Lost Planet
Okay, so the second game failed to catch on. Even as someone who considered it to be the best game released in 2010, it's very easy to see a number of places where the game fell down:
- Maybe it was because the story was incoherent as fuck, didn't have a single named character (not even a handler for the player group, or even an actual villain), etc.
- Maybe it's because was just too demanding on players who wanted to play solo, or players who only like extremely simple goals in co-op, and maybe it was because the old-school arcade 'your team has x credits, if you run out then you have to start the chapter all over again' lives/continue system isn't something that resonates with many players anymore.
- Maybe it's because the terrible attempt at handling multiplayer with a matchmaking system instead of the more robust game selection system of the first game killed off both the variety and the general playerbase of the game's multiplayer.
- Maybe it's just because first/third-person shooter players aren't accustomed to having to learn animations and invincibility frames and stuff the way that action game players are, and they should have done a better job at explaining active detonations, anchor canceling, and things like that.
But the core gameplay was absolutely there; when someone comes to terms with the action game mechanics and gets comfortable using them, it gives Vanquish a run for its money in the stylish shooter department. The game had about as many bosses as Monster Hunter Tri, and then it had levels and crazy setpieces on top of it. Halo wishes it had as much variety and opportunity for sandbox creativity as Lost Planet 2; there's so much raw stuff in the game that there are probably a good half dozen instances where detailed, fully fleshed out weapons or equipment are only found in the campaign once in some hidden cave off to the side that you're not likely to catch until your third playthrough, and there are even some things that are not only never in the campaign, but are only on one variation of one map in the multiplayer.
Basically, to make a proper Lost Planet 3 that was popular wouldn't really take all that much effort:
Give the game's story some actual characters again; they don't need to be good, but they need to have, you know, names.
Use the changes that were patched into the game for solo play on Easy/Normal, and go a little further and reduce enemy counts in the bigger fights so that the less skilled players aren't just totally overwhelmed.

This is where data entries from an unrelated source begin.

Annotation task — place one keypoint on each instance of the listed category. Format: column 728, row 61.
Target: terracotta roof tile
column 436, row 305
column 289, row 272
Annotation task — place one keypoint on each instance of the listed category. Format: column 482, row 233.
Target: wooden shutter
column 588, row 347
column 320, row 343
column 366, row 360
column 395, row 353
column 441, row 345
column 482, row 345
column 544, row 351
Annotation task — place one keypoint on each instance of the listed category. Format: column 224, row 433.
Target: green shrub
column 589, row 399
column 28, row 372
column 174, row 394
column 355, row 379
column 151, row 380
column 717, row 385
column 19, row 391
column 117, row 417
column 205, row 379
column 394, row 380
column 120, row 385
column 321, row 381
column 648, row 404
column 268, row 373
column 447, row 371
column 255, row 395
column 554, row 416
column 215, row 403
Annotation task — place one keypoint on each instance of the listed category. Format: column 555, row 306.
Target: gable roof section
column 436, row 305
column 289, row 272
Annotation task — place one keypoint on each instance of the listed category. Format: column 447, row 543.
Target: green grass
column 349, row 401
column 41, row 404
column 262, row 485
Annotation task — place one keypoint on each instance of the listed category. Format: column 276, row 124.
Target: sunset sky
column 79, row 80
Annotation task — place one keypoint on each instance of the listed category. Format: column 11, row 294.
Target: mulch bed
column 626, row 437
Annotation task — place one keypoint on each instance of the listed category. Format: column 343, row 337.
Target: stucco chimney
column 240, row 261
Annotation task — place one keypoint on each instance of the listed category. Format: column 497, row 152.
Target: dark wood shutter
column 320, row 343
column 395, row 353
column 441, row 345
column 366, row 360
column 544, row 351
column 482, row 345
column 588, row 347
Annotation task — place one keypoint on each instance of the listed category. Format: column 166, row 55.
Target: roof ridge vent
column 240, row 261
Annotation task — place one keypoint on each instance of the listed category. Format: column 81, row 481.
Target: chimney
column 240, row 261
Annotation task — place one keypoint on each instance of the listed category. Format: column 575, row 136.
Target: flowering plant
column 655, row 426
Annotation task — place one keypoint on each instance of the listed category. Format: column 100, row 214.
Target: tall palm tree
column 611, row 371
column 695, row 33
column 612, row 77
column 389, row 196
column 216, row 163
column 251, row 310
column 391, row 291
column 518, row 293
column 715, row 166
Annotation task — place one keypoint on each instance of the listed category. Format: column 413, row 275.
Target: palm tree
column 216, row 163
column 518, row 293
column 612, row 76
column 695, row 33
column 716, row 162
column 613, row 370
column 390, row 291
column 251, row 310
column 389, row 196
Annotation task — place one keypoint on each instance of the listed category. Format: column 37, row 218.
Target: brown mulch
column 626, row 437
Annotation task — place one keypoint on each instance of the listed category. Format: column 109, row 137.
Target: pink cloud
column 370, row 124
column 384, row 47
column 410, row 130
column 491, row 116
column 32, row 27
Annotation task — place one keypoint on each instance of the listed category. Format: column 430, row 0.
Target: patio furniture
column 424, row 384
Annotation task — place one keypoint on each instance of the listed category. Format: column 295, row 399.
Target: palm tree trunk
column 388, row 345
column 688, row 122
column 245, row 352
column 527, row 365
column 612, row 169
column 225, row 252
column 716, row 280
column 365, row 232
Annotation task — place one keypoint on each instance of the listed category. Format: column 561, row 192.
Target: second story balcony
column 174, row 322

I'd be really loathe to see it go, but get rid of complex co-op objectives; people like co-op in Halo, Gears, and Left 4 Dead, and don't really like it in Lost Planet 2 and Resident Evil 5. Run Easy and Normal co-op modes on a standard Halo model, where you can respawn infinitely from the last data post, make Hard mode co-op the same as LP2 is now that it's been patched, and use the original hardcore model for Extreme.
Go back to the first game's model for multiplayer, where you could put up a Ranked match with whatever settings you wanted, and people would just either join or not join your game, and you could choose whether to start it with two people or sixteen.

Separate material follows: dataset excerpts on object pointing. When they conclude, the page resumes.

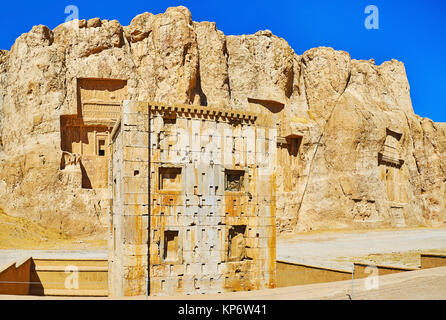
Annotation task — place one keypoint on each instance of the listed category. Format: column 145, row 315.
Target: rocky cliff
column 365, row 159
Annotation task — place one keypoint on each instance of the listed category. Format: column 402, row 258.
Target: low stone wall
column 293, row 274
column 432, row 260
column 14, row 280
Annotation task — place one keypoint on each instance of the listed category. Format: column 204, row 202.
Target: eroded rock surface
column 363, row 158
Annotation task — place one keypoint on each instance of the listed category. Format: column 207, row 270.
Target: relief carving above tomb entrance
column 87, row 133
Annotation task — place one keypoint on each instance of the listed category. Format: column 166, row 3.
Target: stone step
column 69, row 293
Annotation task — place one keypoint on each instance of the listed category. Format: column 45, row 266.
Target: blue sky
column 413, row 32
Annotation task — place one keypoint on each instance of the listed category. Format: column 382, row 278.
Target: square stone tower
column 193, row 201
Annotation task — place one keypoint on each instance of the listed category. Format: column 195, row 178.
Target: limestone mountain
column 363, row 159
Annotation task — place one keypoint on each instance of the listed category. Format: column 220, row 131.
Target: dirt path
column 338, row 250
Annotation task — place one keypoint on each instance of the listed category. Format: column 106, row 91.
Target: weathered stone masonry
column 210, row 221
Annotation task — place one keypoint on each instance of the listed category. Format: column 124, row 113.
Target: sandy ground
column 20, row 233
column 338, row 249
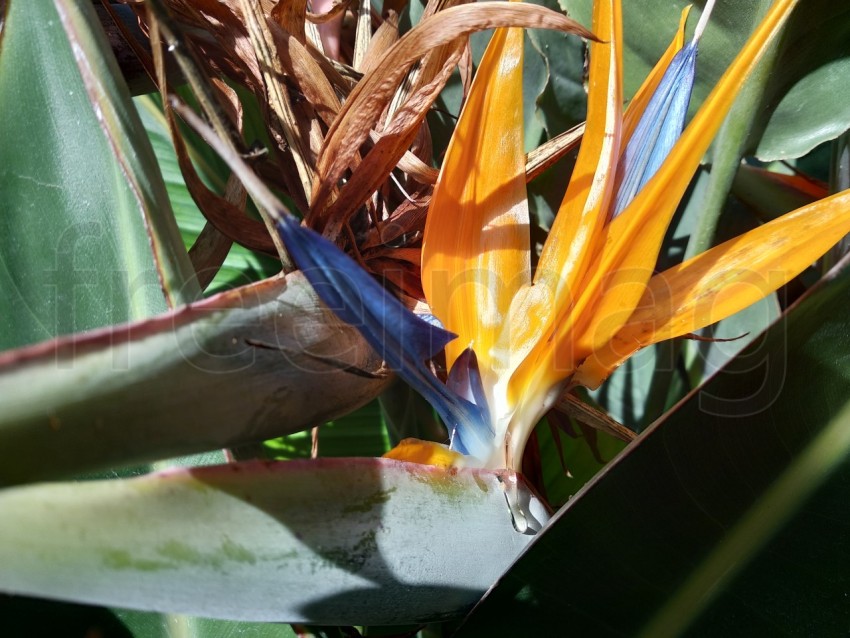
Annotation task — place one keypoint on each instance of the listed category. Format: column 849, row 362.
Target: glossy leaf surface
column 709, row 516
column 81, row 192
column 332, row 541
column 244, row 366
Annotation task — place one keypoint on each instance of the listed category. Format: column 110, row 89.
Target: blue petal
column 465, row 381
column 659, row 127
column 403, row 340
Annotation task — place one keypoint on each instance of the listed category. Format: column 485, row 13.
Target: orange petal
column 634, row 238
column 575, row 238
column 425, row 453
column 476, row 253
column 578, row 229
column 724, row 280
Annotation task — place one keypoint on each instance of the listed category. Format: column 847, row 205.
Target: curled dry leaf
column 368, row 100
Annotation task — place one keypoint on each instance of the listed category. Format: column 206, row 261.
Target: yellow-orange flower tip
column 426, row 453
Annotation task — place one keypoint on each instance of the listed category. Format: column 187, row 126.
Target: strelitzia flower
column 516, row 337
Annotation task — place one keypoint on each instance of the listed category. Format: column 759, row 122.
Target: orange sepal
column 724, row 280
column 476, row 253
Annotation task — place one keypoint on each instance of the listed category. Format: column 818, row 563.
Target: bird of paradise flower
column 515, row 339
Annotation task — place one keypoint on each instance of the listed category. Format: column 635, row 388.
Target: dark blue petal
column 659, row 127
column 403, row 340
column 465, row 381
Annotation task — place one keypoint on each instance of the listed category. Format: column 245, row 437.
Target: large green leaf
column 730, row 512
column 336, row 541
column 241, row 266
column 804, row 103
column 83, row 204
column 243, row 366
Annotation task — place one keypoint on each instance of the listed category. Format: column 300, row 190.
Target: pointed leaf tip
column 401, row 338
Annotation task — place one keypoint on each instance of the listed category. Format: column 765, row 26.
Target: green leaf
column 241, row 266
column 806, row 97
column 80, row 191
column 247, row 365
column 804, row 103
column 334, row 541
column 729, row 512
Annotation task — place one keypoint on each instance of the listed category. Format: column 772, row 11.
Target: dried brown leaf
column 366, row 103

And finally, put in some simple, nonobtrusive tutorial stuff near the beginning of the game that explains and gives the player a chance to practice dodging, active detonations, machine gun interruptions, underhand grenade throws, and other basic things like that. And somewhere in the game, have an actual effective tutorial for more advanced mechanics like anchor canceling and using invincibility frames to dodge.
The best part of it would be that since there was such a ridiculous amount of content in Lost Planet 2 that almost never got used, there wouldn't really need to be much new stuff at all in terms of weapons, equipment, enemies, etc; there would just need to be new levels to put them in.
I mean, or, you could just hand the game off to a D-grade studio like Spark Unlimited, have them make a close-in-over-the-shoulder cover-based QTE-filled Dead Space clone, take away all the mechanics that made Lost Planet worth playing in the first place, reduce the mechanically robust, interesting, and nuanced set of VSs that could be worked into the course of regular gameplay as an optional tool in the player's kit, with a single giant robot used for boss fights and scripted sequences, whose primary attack seems to be a first-person melee drill smash.
And then to rub salt in the wound you could make another sequel, only this time it's a singleplayer-only affair on the 3DS that uses some of the old robot designs but is otherwise a ~wacky snow pirate anime military high school hijinx~ game.